Un segreto che Jackie vuole svelare.

(Precedente edizione: Power Station 2 - Nido di vipere, Fiona Gray)

-

Turner andò verso il letto che era stato di Doyle e ci saltò sopra di schiena. Il telo di plastica che lo copriva crepitò, mentre lui si spingeva verso la testiera puntando i piedi.

«Dovrebbe almeno togliere il telo di plastica. Fa un rumore raccapricciante» disse Jackie.

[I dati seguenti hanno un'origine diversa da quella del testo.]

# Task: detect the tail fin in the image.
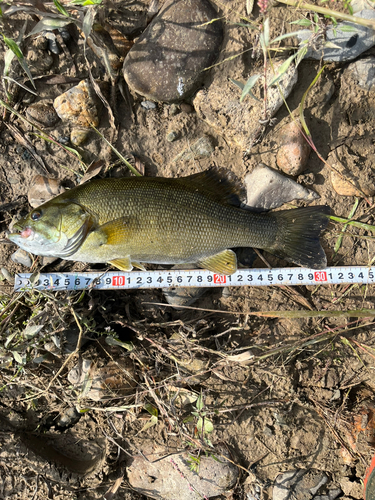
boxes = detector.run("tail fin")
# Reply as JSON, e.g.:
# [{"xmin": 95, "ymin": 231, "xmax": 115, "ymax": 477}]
[{"xmin": 265, "ymin": 205, "xmax": 331, "ymax": 269}]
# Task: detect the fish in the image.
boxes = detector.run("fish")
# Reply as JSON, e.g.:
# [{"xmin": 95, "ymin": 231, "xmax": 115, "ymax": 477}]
[{"xmin": 8, "ymin": 168, "xmax": 330, "ymax": 275}]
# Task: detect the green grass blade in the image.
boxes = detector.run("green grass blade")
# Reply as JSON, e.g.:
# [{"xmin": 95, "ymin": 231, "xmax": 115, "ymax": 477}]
[
  {"xmin": 333, "ymin": 198, "xmax": 359, "ymax": 257},
  {"xmin": 53, "ymin": 0, "xmax": 69, "ymax": 17},
  {"xmin": 2, "ymin": 33, "xmax": 36, "ymax": 90},
  {"xmin": 91, "ymin": 125, "xmax": 142, "ymax": 177}
]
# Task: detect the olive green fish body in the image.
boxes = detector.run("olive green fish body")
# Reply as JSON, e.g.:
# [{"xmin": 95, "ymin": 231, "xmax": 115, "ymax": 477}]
[{"xmin": 9, "ymin": 170, "xmax": 327, "ymax": 274}]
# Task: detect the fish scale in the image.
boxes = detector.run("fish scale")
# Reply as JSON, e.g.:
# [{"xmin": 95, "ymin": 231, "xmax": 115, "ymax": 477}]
[{"xmin": 9, "ymin": 169, "xmax": 329, "ymax": 275}]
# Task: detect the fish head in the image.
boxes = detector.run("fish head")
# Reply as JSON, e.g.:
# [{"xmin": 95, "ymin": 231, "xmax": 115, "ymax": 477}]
[{"xmin": 8, "ymin": 200, "xmax": 91, "ymax": 258}]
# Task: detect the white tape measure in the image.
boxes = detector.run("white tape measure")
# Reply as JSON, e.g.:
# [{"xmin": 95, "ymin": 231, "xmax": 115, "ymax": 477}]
[{"xmin": 14, "ymin": 266, "xmax": 375, "ymax": 292}]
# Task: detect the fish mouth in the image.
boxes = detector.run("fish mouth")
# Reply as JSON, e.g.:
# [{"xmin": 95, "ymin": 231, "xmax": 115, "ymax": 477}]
[{"xmin": 7, "ymin": 226, "xmax": 35, "ymax": 241}]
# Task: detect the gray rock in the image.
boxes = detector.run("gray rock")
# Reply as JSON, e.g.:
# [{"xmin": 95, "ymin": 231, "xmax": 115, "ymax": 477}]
[
  {"xmin": 328, "ymin": 488, "xmax": 342, "ymax": 500},
  {"xmin": 245, "ymin": 164, "xmax": 319, "ymax": 210},
  {"xmin": 173, "ymin": 136, "xmax": 215, "ymax": 162},
  {"xmin": 193, "ymin": 61, "xmax": 298, "ymax": 151},
  {"xmin": 26, "ymin": 100, "xmax": 60, "ymax": 128},
  {"xmin": 53, "ymin": 80, "xmax": 99, "ymax": 129},
  {"xmin": 343, "ymin": 56, "xmax": 375, "ymax": 90},
  {"xmin": 166, "ymin": 130, "xmax": 178, "ymax": 142},
  {"xmin": 0, "ymin": 267, "xmax": 14, "ymax": 285},
  {"xmin": 276, "ymin": 121, "xmax": 311, "ymax": 175},
  {"xmin": 10, "ymin": 248, "xmax": 33, "ymax": 267},
  {"xmin": 127, "ymin": 452, "xmax": 238, "ymax": 500},
  {"xmin": 272, "ymin": 469, "xmax": 328, "ymax": 500},
  {"xmin": 297, "ymin": 9, "xmax": 375, "ymax": 62},
  {"xmin": 124, "ymin": 0, "xmax": 223, "ymax": 102},
  {"xmin": 141, "ymin": 101, "xmax": 156, "ymax": 110}
]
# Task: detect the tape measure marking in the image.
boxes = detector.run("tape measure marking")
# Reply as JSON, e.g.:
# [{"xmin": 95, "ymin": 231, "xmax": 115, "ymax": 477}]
[{"xmin": 14, "ymin": 266, "xmax": 375, "ymax": 292}]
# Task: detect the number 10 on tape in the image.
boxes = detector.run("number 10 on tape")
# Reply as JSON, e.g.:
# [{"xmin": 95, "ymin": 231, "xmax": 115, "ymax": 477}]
[{"xmin": 14, "ymin": 266, "xmax": 375, "ymax": 292}]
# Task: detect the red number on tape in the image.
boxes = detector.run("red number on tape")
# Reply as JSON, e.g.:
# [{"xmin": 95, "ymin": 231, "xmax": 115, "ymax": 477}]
[
  {"xmin": 214, "ymin": 274, "xmax": 227, "ymax": 285},
  {"xmin": 314, "ymin": 271, "xmax": 327, "ymax": 281},
  {"xmin": 112, "ymin": 276, "xmax": 125, "ymax": 286}
]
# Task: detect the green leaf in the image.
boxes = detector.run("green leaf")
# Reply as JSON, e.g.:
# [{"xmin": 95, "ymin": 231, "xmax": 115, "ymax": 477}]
[
  {"xmin": 339, "ymin": 24, "xmax": 358, "ymax": 33},
  {"xmin": 53, "ymin": 0, "xmax": 69, "ymax": 17},
  {"xmin": 240, "ymin": 75, "xmax": 262, "ymax": 102},
  {"xmin": 295, "ymin": 45, "xmax": 309, "ymax": 68},
  {"xmin": 290, "ymin": 19, "xmax": 312, "ymax": 27},
  {"xmin": 27, "ymin": 14, "xmax": 73, "ymax": 36},
  {"xmin": 324, "ymin": 42, "xmax": 341, "ymax": 49},
  {"xmin": 82, "ymin": 7, "xmax": 96, "ymax": 40},
  {"xmin": 197, "ymin": 417, "xmax": 214, "ymax": 434},
  {"xmin": 12, "ymin": 351, "xmax": 26, "ymax": 365},
  {"xmin": 2, "ymin": 33, "xmax": 23, "ymax": 59},
  {"xmin": 22, "ymin": 325, "xmax": 44, "ymax": 340},
  {"xmin": 246, "ymin": 0, "xmax": 254, "ymax": 16},
  {"xmin": 263, "ymin": 17, "xmax": 270, "ymax": 47},
  {"xmin": 145, "ymin": 403, "xmax": 158, "ymax": 417},
  {"xmin": 269, "ymin": 52, "xmax": 298, "ymax": 87},
  {"xmin": 195, "ymin": 393, "xmax": 203, "ymax": 411}
]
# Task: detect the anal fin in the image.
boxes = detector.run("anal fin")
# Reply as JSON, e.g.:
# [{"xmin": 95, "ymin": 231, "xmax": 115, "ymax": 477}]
[
  {"xmin": 199, "ymin": 250, "xmax": 237, "ymax": 275},
  {"xmin": 109, "ymin": 257, "xmax": 133, "ymax": 272}
]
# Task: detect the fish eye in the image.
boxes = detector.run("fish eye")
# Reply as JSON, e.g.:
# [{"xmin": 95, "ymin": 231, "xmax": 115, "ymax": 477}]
[{"xmin": 31, "ymin": 210, "xmax": 42, "ymax": 220}]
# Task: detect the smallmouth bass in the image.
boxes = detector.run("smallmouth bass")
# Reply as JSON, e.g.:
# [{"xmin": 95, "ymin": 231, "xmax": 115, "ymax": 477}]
[{"xmin": 8, "ymin": 169, "xmax": 330, "ymax": 274}]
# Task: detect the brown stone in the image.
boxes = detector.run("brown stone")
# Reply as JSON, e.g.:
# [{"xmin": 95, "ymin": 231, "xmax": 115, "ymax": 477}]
[
  {"xmin": 276, "ymin": 121, "xmax": 311, "ymax": 175},
  {"xmin": 124, "ymin": 0, "xmax": 223, "ymax": 102},
  {"xmin": 26, "ymin": 100, "xmax": 60, "ymax": 128}
]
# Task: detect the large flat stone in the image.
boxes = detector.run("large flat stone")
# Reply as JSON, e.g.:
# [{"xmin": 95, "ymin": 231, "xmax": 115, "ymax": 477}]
[{"xmin": 124, "ymin": 0, "xmax": 223, "ymax": 102}]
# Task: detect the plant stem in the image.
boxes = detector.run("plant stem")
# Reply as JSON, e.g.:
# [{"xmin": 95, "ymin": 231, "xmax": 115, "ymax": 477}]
[{"xmin": 277, "ymin": 0, "xmax": 375, "ymax": 29}]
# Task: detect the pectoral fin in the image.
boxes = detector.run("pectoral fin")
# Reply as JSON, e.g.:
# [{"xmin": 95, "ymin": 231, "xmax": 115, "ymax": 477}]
[
  {"xmin": 109, "ymin": 257, "xmax": 133, "ymax": 272},
  {"xmin": 199, "ymin": 250, "xmax": 237, "ymax": 274},
  {"xmin": 98, "ymin": 216, "xmax": 135, "ymax": 245}
]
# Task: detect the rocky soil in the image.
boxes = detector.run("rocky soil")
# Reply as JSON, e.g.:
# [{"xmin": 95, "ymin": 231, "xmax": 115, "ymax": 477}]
[{"xmin": 0, "ymin": 0, "xmax": 375, "ymax": 500}]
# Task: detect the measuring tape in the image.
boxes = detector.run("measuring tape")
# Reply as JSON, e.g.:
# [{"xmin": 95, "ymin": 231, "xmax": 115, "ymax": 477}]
[{"xmin": 14, "ymin": 266, "xmax": 375, "ymax": 292}]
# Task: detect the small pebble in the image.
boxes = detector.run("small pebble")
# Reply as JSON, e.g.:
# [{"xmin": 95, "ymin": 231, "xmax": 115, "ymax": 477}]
[
  {"xmin": 70, "ymin": 127, "xmax": 91, "ymax": 146},
  {"xmin": 169, "ymin": 104, "xmax": 181, "ymax": 116},
  {"xmin": 141, "ymin": 101, "xmax": 156, "ymax": 110},
  {"xmin": 245, "ymin": 164, "xmax": 319, "ymax": 209},
  {"xmin": 276, "ymin": 121, "xmax": 311, "ymax": 175},
  {"xmin": 56, "ymin": 408, "xmax": 83, "ymax": 427},
  {"xmin": 173, "ymin": 136, "xmax": 215, "ymax": 162},
  {"xmin": 167, "ymin": 130, "xmax": 178, "ymax": 142},
  {"xmin": 26, "ymin": 100, "xmax": 60, "ymax": 127},
  {"xmin": 126, "ymin": 449, "xmax": 238, "ymax": 500},
  {"xmin": 10, "ymin": 248, "xmax": 33, "ymax": 267},
  {"xmin": 53, "ymin": 80, "xmax": 99, "ymax": 128},
  {"xmin": 1, "ymin": 267, "xmax": 14, "ymax": 284}
]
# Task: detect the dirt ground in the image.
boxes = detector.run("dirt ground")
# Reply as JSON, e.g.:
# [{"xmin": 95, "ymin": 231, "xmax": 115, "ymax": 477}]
[{"xmin": 0, "ymin": 1, "xmax": 375, "ymax": 500}]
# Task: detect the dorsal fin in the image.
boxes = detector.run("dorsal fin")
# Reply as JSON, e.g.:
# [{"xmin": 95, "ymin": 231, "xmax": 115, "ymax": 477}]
[{"xmin": 179, "ymin": 167, "xmax": 245, "ymax": 207}]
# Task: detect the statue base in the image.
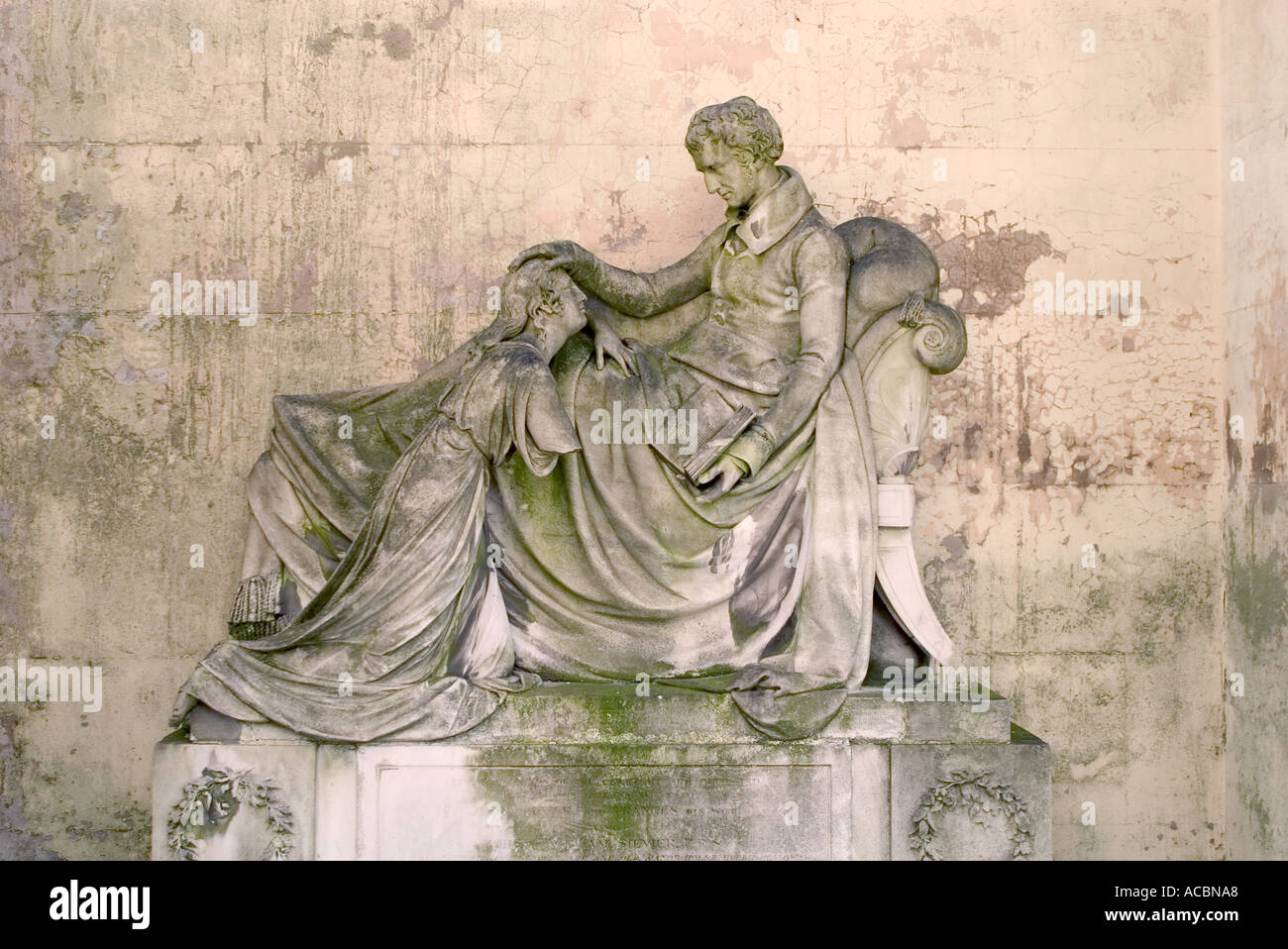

«Mi piace, questo rumore». Turner fece ondeggiare il materasso, producendolo di nuovo. «È sexy».

Jackie si strinse nelle spalle. Cominciava anche ad avere freddo, solo con un asciugamano addosso. «Se torniamo in cucina, mi siedo anch’io. Anzi, se non sbaglio c’è anche un soggiorno con un divano e tutto».

Lui non si mosse.

«Mh-mh. Un paio di studi... una palestra... così mi hanno detto. Venga sul letto, invece».

Jackie restò ferma sulla porta.

Era esattamente il genere di situazione in cui non voleva trovarsi. Il tipo di situazione in cui non puoi vincere. Di solito era lei a infilare gli altri in situazioni del genere.

«Mi perdoni, ma era fraintendibile» si limitò a una replica fiacca.

«Ha ragione» annuì il neo-cancelliere. «Volevo dire: venga sul letto e si liberi di quell’asciugamano umido».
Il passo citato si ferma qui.